# Hickory timbers



## 3montes (Feb 6, 2016)

Up here in Minnesota hickory is almost non existent. I found a craigs list ad where a guy is selling cut and split untreated hickory timbers. Apparently they were rejected for use as railroad ties and are raw timbers. Says they are kiln dried down to about 15% moisture. A bit more dry than I like but for hickory I'm willing to give it a try. Can always soak them if needed.

Also has oak but red oak around here is everywhere.

I have purchased the bagged chunks of hickory at the store but it's to cost prohibitive to use in a stick burner.

Anyhow looking forward to getting some hickory splits that I can get in quantity.


----------



## dward51 (Feb 6, 2016)

As long as they are raw cut wood, hickory is hickory.  Only difference should be unlike split sticks, you will only have nice clean wood and no bark.  Just make 200% sure there are no chemicals used at any point in their process.

Are you going to cut then into chunk or looking for sticks (split logs)?


----------



## 3montes (Feb 6, 2016)

dward51 said:


> As long as they are raw cut wood, hickory is hickory.  Only difference should be unlike split sticks, you will only have nice clean wood and no bark.  Just make 200% sure there are no chemicals used at any point in their process.
> 
> Are you going to cut then into chunk or looking for sticks (split logs)?


The guy assures me they are untreated. I will be able to tell by looking at them and see if they past the smell test. If they had been accepted as railroad ties they would have been treated as the next step in the process so as of now they are raw timbers. He cut and splits them into 18 to 20 inch splits just like any other wood you would use for firewood.
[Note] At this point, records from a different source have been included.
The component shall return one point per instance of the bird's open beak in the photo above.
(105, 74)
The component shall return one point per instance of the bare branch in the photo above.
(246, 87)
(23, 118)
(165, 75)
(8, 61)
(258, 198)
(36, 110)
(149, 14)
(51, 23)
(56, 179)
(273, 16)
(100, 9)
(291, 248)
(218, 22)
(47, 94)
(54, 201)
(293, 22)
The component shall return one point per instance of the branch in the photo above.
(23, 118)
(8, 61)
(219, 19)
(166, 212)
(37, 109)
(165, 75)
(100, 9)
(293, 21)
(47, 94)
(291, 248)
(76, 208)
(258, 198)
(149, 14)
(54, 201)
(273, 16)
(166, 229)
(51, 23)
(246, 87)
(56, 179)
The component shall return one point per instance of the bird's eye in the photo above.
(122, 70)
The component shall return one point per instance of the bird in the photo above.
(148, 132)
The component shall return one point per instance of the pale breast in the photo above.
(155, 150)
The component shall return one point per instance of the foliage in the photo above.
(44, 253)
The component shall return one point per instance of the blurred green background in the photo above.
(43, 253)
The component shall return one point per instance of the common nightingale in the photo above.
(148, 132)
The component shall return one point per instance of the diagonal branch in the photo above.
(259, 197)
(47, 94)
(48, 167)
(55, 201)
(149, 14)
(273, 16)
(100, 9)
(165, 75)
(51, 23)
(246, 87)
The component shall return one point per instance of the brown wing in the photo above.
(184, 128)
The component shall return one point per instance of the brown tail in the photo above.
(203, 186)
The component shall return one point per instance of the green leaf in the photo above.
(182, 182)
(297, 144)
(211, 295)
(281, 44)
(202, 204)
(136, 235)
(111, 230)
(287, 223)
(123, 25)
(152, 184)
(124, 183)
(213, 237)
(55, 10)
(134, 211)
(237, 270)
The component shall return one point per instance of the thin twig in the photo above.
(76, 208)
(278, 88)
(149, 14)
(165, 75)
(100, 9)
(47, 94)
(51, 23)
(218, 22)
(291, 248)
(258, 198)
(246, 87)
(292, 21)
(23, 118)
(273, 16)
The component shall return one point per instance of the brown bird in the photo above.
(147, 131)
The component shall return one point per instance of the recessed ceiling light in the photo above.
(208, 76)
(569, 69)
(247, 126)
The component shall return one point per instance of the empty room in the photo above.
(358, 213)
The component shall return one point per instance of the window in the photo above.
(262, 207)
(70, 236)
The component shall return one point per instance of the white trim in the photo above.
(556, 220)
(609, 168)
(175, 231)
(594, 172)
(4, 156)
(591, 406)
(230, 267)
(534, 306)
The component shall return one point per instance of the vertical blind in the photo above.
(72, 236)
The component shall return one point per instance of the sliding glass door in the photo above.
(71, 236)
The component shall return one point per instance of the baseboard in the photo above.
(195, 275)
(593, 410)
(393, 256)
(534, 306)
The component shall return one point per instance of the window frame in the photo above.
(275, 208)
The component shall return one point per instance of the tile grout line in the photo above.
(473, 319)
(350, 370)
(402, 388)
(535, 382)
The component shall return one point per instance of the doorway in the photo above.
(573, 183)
So I will be using them as splits just as I do with the red oak and apple I get up here.


----------



## SmokinAl (Feb 6, 2016)

If red oak is everywhere up there, why not use it. It's abundant down here as well & I use it all the time. I really can't tell the difference in flavor between red oak & hickory (which is easy & cheap to get down here too).

Al


----------



## 3montes (Feb 6, 2016)

SmokinAl said:


> If red oak is everywhere up there, why not use it. It's abundant down here as well & I use it all the time. I really can't tell the difference in flavor between red oak & hickory (which is easy & cheap to get down here too).
> 
> Al


Oh I do use it all the time. I go through about a loggers cord a year. Red oak is probably some of the best smoking wood there is in my opinion lots of btu's and a nice mellow smoke flavor.

But I always like to try different thing especially if I can source them locally.


----------